Direct Evidence for a Fast CME Driven by the Prior Formation and Subsequent Destabilization of a Magnetic Flux Rope
S. Patsourakos, A. Vourlidas, G. Stenborg

TL;DR
This study provides direct observational evidence that a fast CME was driven by the formation and subsequent destabilization of a magnetic flux rope during a confined solar flare, clarifying the flux rope's role in CME initiation.
Contribution
It offers the first direct evidence linking flux rope formation during a confined flare to the subsequent eruption of a fast CME, resolving a key debate in solar physics.
Findings
Flux rope formed during a confined flare on 18 July 2012.

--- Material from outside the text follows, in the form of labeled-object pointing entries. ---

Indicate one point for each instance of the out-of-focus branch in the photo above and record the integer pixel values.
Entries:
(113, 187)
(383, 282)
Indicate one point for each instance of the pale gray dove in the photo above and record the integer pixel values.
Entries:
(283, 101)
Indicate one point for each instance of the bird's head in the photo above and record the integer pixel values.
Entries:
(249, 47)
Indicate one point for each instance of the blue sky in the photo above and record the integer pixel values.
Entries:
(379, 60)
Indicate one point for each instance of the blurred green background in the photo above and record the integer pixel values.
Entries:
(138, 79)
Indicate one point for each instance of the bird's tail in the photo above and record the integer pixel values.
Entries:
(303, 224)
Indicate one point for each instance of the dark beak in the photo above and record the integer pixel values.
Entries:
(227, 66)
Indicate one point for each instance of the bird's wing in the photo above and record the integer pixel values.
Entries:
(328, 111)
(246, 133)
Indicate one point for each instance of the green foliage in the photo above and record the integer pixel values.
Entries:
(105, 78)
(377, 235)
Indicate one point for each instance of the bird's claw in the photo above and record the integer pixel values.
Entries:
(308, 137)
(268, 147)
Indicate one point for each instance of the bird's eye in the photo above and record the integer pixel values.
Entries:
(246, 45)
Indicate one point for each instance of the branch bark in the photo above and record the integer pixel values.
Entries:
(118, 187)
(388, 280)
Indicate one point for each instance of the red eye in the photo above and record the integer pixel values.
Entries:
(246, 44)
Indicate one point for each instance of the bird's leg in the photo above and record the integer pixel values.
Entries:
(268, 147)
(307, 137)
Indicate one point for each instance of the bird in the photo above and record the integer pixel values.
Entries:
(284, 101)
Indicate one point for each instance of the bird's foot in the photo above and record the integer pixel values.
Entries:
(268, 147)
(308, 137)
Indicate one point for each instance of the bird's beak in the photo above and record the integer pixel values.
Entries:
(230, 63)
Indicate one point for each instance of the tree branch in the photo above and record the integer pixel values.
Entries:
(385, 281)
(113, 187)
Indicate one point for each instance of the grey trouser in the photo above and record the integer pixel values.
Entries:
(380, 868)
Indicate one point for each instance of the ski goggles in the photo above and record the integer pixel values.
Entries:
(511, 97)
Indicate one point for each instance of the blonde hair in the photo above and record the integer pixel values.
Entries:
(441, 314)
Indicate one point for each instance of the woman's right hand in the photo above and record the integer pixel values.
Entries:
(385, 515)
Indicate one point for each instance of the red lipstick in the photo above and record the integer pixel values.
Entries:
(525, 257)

A fast CME (>1000 km/s) was driven by the destabilization of this flux rope.
The flux rope formation and destabilization preceded the CME eruption.
Abstract
Magnetic flux ropes play a central role in the physics of Coronal Mass Ejections (CMEs). Although a flux rope topology is inferred for the majority of coronagraphic observations of CMEs, a heated debate rages on whether the flux ropes pre-exist or whether they are formed on-the-fly during the eruption. Here, we present a detailed analysis of Extreme Ultraviolet observations of the formation of a flux rope during a confined flare followed about seven hours later by the ejection of the flux rope and an eruptive flare. The two flares occurred during 18 and 19 July 2012. The second event unleashed a fast (> 1000 km/s) CME. We present the first direct evidence of a fast CME driven by the prior formation and destabilization of a coronal magnetic flux rope formed during the confined flare on 18 July.